Understanding Syrian Culture
for People Working with Syria Refugees: Marketing Tricks To Sell Training Courses?!

According to UNHCR, and after more than a decade of conflict, Syria remains the world’s largest refugee crisis, with over 14 million Syrians forced to flee their homes since 2011. Among them, more than 7.2 million are internally displaced within Syria, where 70% of the population requires humanitarian aid, and 90% live below the poverty line. Additionally, approximately 5.5 million Syrian refugees reside in neighboring countries such as Turkey, Lebanon, Jordan, Iraq, and Egypt, while Germany hosts the largest number of Syrian refugees among non-neighboring countries, with over 850,000 individuals.

In this article, I aim to share personal experiences from Germany and highlight an unconscious mistake made by some actors in refugee assistance. During training sessions and workshops to assist volunteer helpers and social workers in effectively communicating and working with Syrian refugees, some instructors refer to outdated books about Syrian culture and daily life practices from the 1980s or 1990s. They then discuss these contents with the participants to help them understand the Syrian perspective. However, this approach raises questions about the validity and relevance of such outdated sources, considering the dynamic nature of Syrian society and the significant changes brought about by the conflict.

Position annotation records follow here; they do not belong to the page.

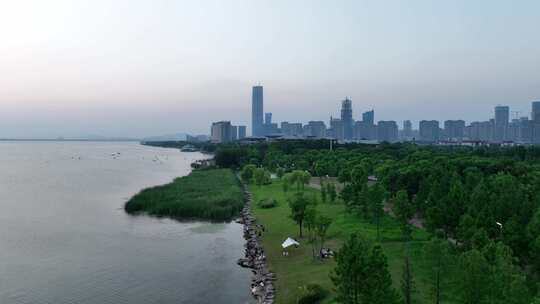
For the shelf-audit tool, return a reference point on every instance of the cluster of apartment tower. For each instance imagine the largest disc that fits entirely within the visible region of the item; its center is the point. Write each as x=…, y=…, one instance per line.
x=500, y=129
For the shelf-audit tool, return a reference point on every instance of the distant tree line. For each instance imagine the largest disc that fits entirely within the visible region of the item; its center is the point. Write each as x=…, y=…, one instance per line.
x=481, y=205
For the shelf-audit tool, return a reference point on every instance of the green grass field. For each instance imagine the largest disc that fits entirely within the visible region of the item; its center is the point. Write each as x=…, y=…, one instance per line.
x=299, y=268
x=204, y=194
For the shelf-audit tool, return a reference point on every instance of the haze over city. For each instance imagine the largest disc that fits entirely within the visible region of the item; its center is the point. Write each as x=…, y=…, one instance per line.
x=139, y=68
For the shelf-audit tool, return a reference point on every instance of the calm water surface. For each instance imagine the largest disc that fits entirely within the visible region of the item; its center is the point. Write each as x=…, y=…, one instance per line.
x=65, y=238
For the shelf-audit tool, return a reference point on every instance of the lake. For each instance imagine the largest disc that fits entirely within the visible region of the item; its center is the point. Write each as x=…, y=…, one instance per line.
x=65, y=238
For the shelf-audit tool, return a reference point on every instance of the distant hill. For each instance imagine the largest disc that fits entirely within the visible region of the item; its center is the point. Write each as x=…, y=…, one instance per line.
x=170, y=137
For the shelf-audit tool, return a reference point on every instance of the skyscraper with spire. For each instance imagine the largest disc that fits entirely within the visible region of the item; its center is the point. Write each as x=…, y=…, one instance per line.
x=257, y=110
x=346, y=118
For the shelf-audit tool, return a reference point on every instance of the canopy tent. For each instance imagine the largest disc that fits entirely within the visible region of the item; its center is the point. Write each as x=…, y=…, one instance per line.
x=289, y=242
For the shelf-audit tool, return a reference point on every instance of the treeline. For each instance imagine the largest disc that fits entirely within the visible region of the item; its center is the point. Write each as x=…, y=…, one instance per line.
x=483, y=201
x=204, y=194
x=203, y=146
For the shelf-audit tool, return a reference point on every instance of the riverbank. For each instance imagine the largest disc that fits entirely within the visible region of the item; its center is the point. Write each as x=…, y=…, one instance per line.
x=299, y=268
x=262, y=283
x=203, y=194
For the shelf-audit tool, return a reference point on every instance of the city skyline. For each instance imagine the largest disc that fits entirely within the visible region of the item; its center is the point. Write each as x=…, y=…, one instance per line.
x=138, y=68
x=500, y=128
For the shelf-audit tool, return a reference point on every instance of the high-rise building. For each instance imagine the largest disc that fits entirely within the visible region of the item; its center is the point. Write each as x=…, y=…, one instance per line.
x=535, y=122
x=317, y=129
x=387, y=131
x=369, y=117
x=336, y=128
x=346, y=118
x=234, y=133
x=514, y=128
x=241, y=132
x=429, y=130
x=364, y=131
x=257, y=110
x=292, y=129
x=268, y=118
x=535, y=113
x=407, y=130
x=454, y=130
x=502, y=116
x=221, y=132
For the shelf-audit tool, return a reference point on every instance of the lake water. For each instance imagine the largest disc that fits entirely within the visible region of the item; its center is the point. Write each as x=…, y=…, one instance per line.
x=65, y=238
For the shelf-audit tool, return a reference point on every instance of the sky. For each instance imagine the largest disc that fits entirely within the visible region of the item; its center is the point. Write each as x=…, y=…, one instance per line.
x=139, y=68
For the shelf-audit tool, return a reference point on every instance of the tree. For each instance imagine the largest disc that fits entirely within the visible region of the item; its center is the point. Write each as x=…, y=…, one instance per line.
x=332, y=192
x=298, y=206
x=379, y=281
x=322, y=225
x=352, y=271
x=247, y=173
x=466, y=230
x=438, y=258
x=280, y=172
x=324, y=193
x=473, y=280
x=261, y=176
x=310, y=222
x=407, y=281
x=375, y=200
x=404, y=211
x=506, y=283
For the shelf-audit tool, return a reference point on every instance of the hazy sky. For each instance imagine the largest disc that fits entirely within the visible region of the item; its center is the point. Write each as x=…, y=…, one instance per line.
x=138, y=68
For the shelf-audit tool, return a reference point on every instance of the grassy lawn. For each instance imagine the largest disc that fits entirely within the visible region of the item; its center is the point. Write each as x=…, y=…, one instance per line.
x=299, y=268
x=203, y=194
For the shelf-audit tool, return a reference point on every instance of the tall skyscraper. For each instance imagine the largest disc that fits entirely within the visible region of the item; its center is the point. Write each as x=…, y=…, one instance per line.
x=387, y=131
x=535, y=125
x=454, y=130
x=336, y=127
x=502, y=117
x=221, y=132
x=346, y=118
x=241, y=132
x=257, y=110
x=535, y=114
x=407, y=129
x=234, y=133
x=317, y=128
x=429, y=130
x=268, y=118
x=369, y=117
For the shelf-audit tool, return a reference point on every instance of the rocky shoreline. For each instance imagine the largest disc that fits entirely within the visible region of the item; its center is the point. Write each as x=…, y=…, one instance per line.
x=262, y=283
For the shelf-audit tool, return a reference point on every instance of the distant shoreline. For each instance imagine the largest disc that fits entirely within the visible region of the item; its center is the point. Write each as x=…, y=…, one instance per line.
x=70, y=140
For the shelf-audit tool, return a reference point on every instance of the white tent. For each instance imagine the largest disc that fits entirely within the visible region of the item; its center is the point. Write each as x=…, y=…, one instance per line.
x=289, y=242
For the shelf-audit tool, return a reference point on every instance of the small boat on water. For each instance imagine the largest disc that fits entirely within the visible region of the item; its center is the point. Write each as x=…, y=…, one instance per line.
x=189, y=148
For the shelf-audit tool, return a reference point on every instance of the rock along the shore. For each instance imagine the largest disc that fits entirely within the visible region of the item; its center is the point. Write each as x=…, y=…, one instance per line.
x=262, y=286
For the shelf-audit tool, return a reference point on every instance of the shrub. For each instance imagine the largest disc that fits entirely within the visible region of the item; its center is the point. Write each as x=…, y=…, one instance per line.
x=311, y=294
x=267, y=203
x=204, y=194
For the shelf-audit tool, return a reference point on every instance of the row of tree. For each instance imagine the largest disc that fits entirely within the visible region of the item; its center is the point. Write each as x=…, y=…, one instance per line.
x=483, y=200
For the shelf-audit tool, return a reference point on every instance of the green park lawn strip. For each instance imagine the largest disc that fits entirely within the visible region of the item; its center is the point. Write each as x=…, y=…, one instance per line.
x=300, y=268
x=213, y=195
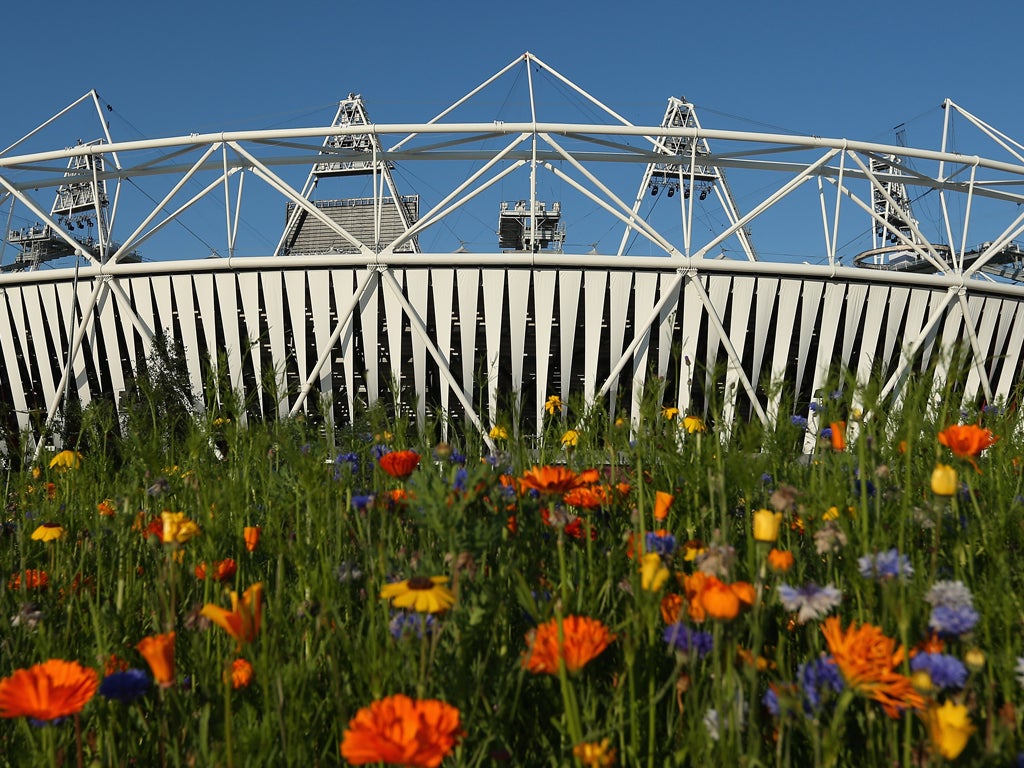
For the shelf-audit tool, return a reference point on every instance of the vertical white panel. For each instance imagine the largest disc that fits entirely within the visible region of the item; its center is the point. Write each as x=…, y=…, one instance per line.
x=469, y=288
x=37, y=323
x=249, y=288
x=342, y=281
x=370, y=321
x=693, y=310
x=785, y=318
x=10, y=355
x=595, y=287
x=494, y=308
x=644, y=292
x=442, y=284
x=569, y=283
x=273, y=307
x=544, y=308
x=518, y=301
x=418, y=282
x=808, y=320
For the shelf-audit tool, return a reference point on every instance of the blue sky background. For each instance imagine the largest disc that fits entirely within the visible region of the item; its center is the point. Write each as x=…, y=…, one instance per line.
x=844, y=70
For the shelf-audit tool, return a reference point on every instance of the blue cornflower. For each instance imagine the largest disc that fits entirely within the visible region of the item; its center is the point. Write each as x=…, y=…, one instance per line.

I wanted to understand how Syrian refugees perceive this approach, knowing that German volunteers and social workers were relying on outdated sources to understand them. Some individuals I interviewed expressed their thoughts:

1. “Why don’t they talk to us instead of relying solely on books?”
2. “There are many knowledgeable Syrians who can provide authentic insights into our country, unlike the outsider perspectives presented in these books.”
3. “Germans analyze us from their own viewpoint and develop solutions based on their perspective. We feel like objects being manipulated to fit their ideas.”

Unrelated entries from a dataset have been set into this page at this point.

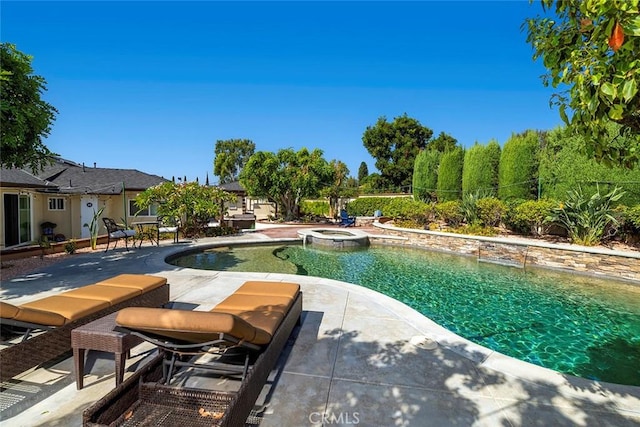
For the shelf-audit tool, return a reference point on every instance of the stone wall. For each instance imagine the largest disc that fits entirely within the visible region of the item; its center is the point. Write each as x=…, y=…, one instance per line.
x=519, y=252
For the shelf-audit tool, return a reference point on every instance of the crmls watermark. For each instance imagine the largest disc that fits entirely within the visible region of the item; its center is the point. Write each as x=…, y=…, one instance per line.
x=319, y=418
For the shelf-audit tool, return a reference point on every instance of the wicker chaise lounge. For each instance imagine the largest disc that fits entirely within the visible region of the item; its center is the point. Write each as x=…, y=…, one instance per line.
x=59, y=314
x=259, y=318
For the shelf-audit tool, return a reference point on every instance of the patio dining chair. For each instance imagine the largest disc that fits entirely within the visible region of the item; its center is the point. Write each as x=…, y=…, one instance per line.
x=116, y=232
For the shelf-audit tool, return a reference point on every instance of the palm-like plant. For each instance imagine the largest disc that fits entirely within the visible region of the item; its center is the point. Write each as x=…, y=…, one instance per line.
x=586, y=218
x=93, y=227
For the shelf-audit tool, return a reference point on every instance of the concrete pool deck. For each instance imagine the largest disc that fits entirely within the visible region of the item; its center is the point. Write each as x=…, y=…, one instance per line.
x=351, y=361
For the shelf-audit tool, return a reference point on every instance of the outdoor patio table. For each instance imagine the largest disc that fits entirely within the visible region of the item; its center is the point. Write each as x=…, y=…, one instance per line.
x=144, y=232
x=100, y=335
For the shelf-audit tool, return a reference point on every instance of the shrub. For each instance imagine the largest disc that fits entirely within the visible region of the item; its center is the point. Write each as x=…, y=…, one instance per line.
x=468, y=207
x=366, y=206
x=632, y=216
x=314, y=208
x=425, y=175
x=490, y=211
x=476, y=230
x=565, y=166
x=629, y=219
x=480, y=171
x=586, y=218
x=406, y=208
x=450, y=175
x=70, y=247
x=529, y=217
x=518, y=171
x=450, y=212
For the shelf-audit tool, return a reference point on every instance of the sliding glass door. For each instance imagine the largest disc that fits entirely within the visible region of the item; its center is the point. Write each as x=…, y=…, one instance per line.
x=17, y=219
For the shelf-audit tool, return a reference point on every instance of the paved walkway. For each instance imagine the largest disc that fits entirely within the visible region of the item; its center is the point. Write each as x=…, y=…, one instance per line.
x=352, y=361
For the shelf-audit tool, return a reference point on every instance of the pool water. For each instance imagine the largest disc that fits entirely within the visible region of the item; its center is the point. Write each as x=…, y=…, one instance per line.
x=572, y=324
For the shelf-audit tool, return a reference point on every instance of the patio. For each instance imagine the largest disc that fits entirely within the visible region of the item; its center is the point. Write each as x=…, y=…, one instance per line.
x=351, y=362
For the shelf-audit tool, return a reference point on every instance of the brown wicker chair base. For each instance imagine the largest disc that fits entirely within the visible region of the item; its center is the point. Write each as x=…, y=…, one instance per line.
x=141, y=399
x=49, y=345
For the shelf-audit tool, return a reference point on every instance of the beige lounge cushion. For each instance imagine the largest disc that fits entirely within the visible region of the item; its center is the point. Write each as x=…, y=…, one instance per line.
x=111, y=294
x=268, y=321
x=70, y=308
x=8, y=311
x=29, y=315
x=255, y=303
x=142, y=282
x=281, y=289
x=190, y=326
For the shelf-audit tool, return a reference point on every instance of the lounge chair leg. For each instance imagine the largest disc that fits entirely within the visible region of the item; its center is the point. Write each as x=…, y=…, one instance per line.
x=26, y=334
x=246, y=366
x=169, y=374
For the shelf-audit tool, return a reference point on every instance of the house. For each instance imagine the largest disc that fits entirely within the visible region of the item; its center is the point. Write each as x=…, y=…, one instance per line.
x=67, y=194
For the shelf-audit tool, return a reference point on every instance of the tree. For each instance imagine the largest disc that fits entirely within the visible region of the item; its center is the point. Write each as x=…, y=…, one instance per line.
x=564, y=167
x=480, y=170
x=286, y=177
x=230, y=157
x=442, y=143
x=26, y=118
x=195, y=204
x=450, y=175
x=593, y=47
x=395, y=146
x=338, y=187
x=363, y=171
x=518, y=171
x=425, y=174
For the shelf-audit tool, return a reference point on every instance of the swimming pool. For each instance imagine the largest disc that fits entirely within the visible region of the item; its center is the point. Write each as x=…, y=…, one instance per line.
x=573, y=324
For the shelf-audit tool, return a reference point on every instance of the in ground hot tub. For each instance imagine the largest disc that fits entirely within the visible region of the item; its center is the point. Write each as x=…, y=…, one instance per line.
x=334, y=238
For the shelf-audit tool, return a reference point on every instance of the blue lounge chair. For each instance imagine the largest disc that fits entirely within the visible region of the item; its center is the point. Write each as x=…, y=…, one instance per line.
x=346, y=220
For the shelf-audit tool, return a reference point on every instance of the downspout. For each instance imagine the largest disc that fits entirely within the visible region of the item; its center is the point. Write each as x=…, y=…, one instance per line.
x=124, y=204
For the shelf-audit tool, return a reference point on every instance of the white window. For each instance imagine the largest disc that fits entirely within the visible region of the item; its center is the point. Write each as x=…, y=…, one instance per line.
x=134, y=209
x=56, y=203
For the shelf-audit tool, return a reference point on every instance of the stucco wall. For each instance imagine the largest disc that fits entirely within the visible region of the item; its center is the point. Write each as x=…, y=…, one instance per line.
x=521, y=253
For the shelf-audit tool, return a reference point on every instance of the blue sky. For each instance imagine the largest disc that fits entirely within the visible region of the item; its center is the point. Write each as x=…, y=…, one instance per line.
x=153, y=85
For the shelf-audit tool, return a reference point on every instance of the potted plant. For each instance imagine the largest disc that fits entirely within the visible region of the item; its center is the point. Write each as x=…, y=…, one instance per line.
x=93, y=227
x=70, y=247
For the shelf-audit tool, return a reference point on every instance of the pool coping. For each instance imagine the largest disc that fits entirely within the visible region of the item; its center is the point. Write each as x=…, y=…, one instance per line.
x=478, y=354
x=514, y=241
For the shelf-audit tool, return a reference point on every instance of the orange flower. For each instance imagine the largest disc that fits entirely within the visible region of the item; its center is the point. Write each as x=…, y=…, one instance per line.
x=617, y=37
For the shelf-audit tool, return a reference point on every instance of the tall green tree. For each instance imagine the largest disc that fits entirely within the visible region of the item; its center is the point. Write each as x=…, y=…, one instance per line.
x=338, y=187
x=425, y=175
x=395, y=146
x=286, y=177
x=25, y=118
x=230, y=157
x=363, y=171
x=480, y=170
x=591, y=48
x=565, y=167
x=450, y=175
x=518, y=171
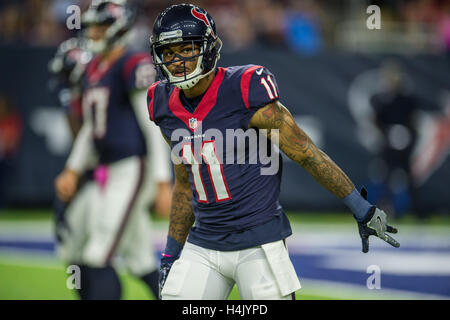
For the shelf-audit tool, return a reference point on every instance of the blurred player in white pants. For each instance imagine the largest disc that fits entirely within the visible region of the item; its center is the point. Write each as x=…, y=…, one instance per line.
x=109, y=219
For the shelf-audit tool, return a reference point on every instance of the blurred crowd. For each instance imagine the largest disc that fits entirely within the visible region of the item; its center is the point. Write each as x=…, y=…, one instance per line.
x=304, y=26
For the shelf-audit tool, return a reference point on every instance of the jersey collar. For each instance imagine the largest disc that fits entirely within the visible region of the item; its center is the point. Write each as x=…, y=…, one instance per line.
x=193, y=120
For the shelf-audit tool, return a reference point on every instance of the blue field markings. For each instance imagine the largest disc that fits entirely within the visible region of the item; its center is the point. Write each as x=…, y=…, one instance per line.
x=420, y=266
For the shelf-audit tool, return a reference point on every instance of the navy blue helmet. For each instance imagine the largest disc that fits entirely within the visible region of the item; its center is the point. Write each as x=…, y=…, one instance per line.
x=70, y=60
x=185, y=23
x=116, y=14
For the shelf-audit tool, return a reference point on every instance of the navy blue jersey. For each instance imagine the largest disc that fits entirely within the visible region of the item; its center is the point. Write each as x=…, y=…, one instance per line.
x=235, y=206
x=106, y=102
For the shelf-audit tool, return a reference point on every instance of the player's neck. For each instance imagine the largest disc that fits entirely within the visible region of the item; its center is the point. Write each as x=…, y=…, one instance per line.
x=201, y=87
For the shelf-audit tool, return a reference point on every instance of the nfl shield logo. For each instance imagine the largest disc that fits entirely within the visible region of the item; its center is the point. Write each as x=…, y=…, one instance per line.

Between 2016 and 2019, there was a wide range of seminars on dealing with refugees and enhancing intercultural competence for volunteer helpers. While the goal was to address culture-related challenges and find suitable solutions, some events, such as “Understanding Syrians: Communication with Young People from the Orient,” or “Understanding Syria for Volunteers in Refugee Aid,” focused solely on Syria before the war. This approach is problematic as it oversimplifies the complex cultural dynamics and societal changes that have occurred during and after the conflict.

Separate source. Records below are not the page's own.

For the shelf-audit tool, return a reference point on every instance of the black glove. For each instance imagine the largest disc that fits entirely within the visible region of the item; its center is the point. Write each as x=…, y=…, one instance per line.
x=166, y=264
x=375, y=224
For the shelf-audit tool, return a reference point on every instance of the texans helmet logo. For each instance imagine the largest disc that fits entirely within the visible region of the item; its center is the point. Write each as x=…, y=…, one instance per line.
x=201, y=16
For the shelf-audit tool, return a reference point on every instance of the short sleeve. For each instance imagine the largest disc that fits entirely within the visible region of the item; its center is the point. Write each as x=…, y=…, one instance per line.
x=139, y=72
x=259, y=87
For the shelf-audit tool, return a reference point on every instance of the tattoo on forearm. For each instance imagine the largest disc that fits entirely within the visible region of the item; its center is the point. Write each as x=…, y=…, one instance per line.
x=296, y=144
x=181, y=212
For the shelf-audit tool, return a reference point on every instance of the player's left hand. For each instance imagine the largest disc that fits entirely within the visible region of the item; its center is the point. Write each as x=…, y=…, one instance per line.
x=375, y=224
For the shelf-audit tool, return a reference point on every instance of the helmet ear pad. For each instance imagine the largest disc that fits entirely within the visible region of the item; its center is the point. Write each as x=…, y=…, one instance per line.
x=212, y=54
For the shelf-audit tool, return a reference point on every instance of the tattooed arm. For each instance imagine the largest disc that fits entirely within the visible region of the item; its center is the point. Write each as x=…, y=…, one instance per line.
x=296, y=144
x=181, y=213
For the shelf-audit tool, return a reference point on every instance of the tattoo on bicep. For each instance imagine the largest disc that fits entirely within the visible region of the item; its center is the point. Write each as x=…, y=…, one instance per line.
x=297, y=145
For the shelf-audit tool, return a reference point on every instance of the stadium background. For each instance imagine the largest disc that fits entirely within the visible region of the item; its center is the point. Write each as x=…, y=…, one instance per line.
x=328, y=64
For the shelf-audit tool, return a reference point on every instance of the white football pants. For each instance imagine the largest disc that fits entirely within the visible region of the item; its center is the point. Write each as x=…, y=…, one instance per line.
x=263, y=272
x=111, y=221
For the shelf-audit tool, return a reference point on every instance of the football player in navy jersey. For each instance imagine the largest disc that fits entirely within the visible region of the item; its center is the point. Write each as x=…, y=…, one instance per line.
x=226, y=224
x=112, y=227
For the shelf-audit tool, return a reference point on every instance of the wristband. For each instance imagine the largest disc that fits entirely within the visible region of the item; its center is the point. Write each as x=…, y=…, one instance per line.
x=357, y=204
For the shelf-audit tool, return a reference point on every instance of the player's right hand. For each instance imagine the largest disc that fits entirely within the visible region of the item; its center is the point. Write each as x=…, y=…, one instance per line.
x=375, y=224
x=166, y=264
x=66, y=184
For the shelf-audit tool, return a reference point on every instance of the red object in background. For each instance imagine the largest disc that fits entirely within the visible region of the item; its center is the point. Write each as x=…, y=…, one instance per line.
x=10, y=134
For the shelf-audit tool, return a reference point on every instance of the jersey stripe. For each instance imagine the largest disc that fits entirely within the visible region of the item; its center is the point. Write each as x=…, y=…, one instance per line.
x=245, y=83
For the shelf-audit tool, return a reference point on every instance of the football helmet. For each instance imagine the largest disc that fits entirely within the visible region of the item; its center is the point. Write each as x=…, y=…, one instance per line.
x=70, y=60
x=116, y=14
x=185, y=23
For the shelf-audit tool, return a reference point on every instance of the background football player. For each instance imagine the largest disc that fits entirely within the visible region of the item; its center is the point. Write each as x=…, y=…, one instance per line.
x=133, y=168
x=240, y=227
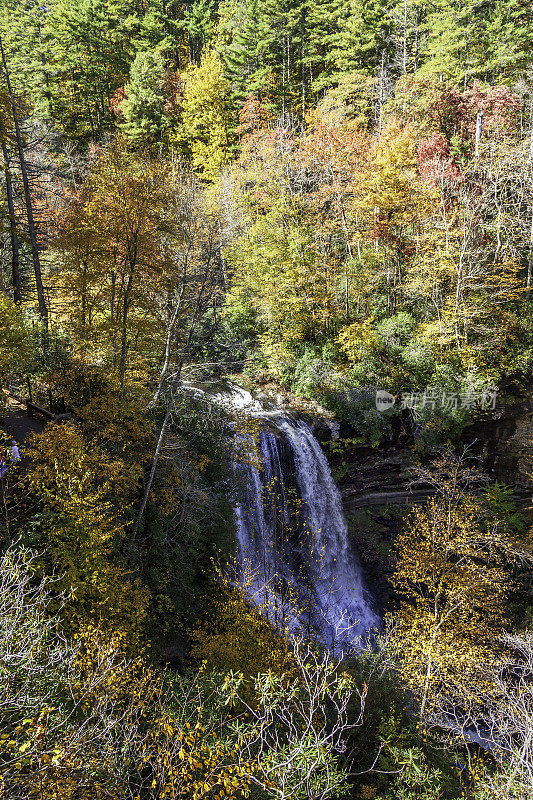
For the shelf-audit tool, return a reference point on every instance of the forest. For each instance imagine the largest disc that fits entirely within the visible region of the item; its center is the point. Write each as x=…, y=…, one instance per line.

Furthermore, there is a lack of empirical intercultural knowledge and solid insights from cross-cultural research specifically about Syria. Most studies on the Arab world focus on countries like Egypt, Morocco, Jordan, or Saudi Arabia, with limited data available for Syria. Consequently, relying solely on outdated cultural models may lead to misunderstandings and perpetuate stereotypes.

A study titled “Facework in Syria and the United States: A Cross-Cultural Comparison,” which refers to Gert Hofstede’s cultural dimensions, offers some insights into Syrian culture. According to this research, Syria scores as follows:

– Power Distance: 80 (Acceptance of unequal distribution of power and hierarchy)
– Individualism vs. Collectivism: 35 (Focus on the group over the individual)
– Masculinity vs. Femininity: 52 (Distinct gender roles, but also values of nurturing and cooperation)
– Uncertainty Avoidance: 60 (Preference for rules and regulations)
– Long-Term Orientation: 30 (Respect for traditions and social obligations)

In conclusion, it’s essential to update the approach to training and workshops to reflect the current realities of Syrian refugees and address their individual needs. This requires a balanced understanding of pre-war and post-war Syria, considering the diverse experiences and perspectives of refugees. By doing so, we can better support their integration and promote mutual understanding between different cultural groups.